Though calories remained same, obese children saw better BP, cholesterol, blood glucose levels
chocolate chip cookies
chocolate chip cookies

TUESDAY, Oct. 27, 2015 (HealthDay News) -- Cutting most of the sugar from a child's diet can rapidly improve metabolic health, even if the diet still contains the same amount of calories and carbohydrates as before, a new study suggests. The study was published online Oct. 26 in Obesity.

Robert Lustig, M.D., a pediatric endocrinologist at University of California, San Francisco, Benioff Children's Hospital, and colleagues assigned a group of 43 obese children (aged 8 to 18) with at least one other metabolic issue to a nine-day diet that severely restricted sugar intake, but replaced added sugars with starchy foods to maintain the children's intake of calories and carbohydrates. The researchers provided the study participants with nine days of food, including all snacks and drinks.
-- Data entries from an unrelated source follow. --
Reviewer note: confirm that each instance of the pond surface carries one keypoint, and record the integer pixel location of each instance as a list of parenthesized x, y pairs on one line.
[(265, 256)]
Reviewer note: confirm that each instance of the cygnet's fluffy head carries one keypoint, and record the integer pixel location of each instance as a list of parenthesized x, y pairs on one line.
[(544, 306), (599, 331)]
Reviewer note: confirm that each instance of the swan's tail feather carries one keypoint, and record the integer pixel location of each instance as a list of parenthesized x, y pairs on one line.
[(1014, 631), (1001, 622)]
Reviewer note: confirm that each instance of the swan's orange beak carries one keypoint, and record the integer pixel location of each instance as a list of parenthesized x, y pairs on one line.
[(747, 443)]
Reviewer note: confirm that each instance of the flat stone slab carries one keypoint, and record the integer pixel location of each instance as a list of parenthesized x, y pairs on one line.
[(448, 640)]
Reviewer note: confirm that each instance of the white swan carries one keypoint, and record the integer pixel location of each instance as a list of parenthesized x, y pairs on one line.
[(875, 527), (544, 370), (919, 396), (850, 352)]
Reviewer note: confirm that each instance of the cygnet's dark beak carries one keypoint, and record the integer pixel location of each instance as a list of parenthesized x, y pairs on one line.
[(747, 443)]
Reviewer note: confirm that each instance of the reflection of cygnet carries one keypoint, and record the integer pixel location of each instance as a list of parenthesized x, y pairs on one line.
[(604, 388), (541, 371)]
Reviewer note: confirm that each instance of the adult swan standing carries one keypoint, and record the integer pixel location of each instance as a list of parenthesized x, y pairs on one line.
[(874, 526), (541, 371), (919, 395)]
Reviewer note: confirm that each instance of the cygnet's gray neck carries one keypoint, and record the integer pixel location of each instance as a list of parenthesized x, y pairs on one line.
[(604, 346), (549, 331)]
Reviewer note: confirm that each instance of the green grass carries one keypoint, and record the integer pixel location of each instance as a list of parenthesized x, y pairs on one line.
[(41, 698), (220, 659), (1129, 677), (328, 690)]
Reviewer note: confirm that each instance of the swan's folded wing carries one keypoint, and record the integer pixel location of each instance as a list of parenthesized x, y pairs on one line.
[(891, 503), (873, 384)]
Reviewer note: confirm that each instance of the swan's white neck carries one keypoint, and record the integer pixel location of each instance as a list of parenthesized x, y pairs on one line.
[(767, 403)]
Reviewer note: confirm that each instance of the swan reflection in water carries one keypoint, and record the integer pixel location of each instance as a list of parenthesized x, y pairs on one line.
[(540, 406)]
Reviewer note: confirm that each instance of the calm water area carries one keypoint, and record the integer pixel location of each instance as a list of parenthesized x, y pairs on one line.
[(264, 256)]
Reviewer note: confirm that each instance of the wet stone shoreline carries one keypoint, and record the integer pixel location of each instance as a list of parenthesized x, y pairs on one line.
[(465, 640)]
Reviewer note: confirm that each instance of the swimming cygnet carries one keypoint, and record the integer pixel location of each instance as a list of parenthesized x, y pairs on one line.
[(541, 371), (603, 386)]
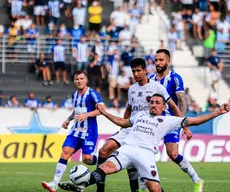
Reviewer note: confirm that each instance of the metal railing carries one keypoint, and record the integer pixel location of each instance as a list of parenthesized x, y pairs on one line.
[(22, 51)]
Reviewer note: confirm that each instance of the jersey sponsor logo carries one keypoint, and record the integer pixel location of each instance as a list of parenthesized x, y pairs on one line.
[(148, 98), (147, 122), (177, 83), (89, 143), (160, 120), (139, 108), (153, 173), (139, 94)]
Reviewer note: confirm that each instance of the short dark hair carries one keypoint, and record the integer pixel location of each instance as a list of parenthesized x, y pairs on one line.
[(165, 51), (78, 72), (159, 95), (136, 62)]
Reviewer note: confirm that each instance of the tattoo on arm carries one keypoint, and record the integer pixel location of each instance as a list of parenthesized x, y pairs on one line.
[(181, 103)]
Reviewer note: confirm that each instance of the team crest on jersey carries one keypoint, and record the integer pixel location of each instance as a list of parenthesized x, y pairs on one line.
[(160, 120), (139, 94), (154, 173), (148, 98)]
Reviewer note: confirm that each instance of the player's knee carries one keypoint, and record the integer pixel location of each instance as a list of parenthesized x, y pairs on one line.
[(66, 154), (172, 154), (153, 186), (104, 152)]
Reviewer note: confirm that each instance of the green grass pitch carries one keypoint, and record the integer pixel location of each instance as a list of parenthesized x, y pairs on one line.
[(27, 177)]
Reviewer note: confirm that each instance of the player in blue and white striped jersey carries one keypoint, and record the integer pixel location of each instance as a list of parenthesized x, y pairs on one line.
[(174, 85), (84, 132)]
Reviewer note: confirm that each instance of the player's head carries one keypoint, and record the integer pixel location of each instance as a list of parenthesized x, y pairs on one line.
[(80, 79), (157, 104), (139, 70), (162, 59)]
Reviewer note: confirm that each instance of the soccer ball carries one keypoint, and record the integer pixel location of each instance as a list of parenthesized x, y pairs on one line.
[(79, 175)]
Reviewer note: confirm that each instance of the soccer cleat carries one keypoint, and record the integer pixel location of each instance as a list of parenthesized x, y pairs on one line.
[(199, 186), (51, 187), (69, 186)]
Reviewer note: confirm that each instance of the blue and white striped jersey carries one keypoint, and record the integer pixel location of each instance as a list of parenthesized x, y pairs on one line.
[(173, 83), (83, 104), (58, 53)]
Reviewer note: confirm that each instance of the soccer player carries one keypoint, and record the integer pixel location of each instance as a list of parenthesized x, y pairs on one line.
[(142, 143), (83, 135), (138, 99), (175, 87)]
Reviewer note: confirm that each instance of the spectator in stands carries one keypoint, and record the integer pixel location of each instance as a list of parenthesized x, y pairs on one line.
[(67, 103), (95, 72), (95, 18), (24, 23), (49, 103), (194, 108), (31, 102), (1, 97), (216, 67), (16, 8), (117, 17), (113, 71), (125, 36), (31, 36), (188, 98), (79, 15), (123, 84), (40, 11), (98, 48), (212, 103), (58, 52), (2, 30), (77, 32), (135, 15), (54, 7), (62, 32), (12, 102), (111, 51), (81, 53), (42, 66), (197, 22), (172, 39), (102, 34), (126, 57), (162, 45)]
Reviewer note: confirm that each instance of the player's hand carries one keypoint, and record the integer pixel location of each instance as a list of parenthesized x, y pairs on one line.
[(81, 117), (101, 108), (186, 131), (224, 108), (65, 124)]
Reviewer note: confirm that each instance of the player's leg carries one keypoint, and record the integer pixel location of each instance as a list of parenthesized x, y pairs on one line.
[(110, 146), (70, 145), (88, 148), (171, 141)]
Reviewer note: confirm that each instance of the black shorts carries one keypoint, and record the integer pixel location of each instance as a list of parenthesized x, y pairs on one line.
[(59, 65), (94, 26)]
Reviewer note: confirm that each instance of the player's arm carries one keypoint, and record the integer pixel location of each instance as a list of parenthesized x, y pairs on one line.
[(128, 111), (116, 120), (225, 108), (174, 108), (67, 121)]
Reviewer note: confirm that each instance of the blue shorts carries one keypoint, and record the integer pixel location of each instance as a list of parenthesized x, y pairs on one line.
[(87, 145), (172, 136)]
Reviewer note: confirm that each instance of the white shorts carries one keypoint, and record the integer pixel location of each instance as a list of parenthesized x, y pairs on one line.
[(120, 136), (128, 157), (39, 10), (216, 75)]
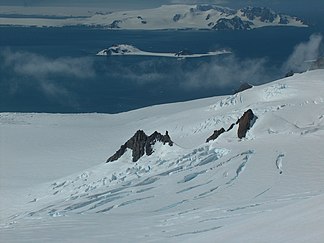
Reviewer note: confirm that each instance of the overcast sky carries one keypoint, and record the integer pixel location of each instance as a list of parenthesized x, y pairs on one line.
[(306, 6)]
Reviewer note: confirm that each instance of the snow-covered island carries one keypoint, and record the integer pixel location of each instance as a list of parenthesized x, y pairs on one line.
[(267, 185), (201, 16), (129, 50)]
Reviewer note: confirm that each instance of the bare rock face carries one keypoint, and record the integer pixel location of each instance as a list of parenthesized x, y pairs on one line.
[(215, 135), (245, 123), (141, 144)]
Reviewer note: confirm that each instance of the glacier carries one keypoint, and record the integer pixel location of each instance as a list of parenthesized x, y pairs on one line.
[(268, 186)]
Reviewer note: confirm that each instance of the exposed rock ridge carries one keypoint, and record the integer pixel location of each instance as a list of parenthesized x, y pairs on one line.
[(141, 144), (245, 122)]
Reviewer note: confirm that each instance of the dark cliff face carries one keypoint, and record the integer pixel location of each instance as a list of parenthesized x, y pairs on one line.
[(265, 14), (235, 23), (141, 144), (245, 123), (216, 134)]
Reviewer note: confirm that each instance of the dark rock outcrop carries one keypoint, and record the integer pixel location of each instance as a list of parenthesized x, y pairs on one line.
[(235, 23), (245, 123), (215, 135), (115, 24), (289, 74), (141, 144), (265, 14)]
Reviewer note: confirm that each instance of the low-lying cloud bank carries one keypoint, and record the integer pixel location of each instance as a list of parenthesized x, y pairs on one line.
[(42, 73), (304, 53)]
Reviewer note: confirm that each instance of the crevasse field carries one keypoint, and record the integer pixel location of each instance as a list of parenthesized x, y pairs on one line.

The children consumed the same amount of carbohydrates, but their total dietary sugar intake dropped from 28 to 10 percent. The researchers found that after just nine days on the sugar-restricted diet, virtually every aspect of the participants' metabolic health improved without a significant change in weight. Blood pressure began to move toward normal, and levels of triglycerides and low-density lipoprotein cholesterol decreased. Fasting blood glucose went down by 5 points, and insulin levels were cut by a third.

"Every aspect of their metabolic health got better, with no change in calories," Lustig told HealthDay. "This study definitively shows that sugar is metabolically harmful not because of its calories or its effects on weight. Rather, sugar is metabolically harmful because it's sugar."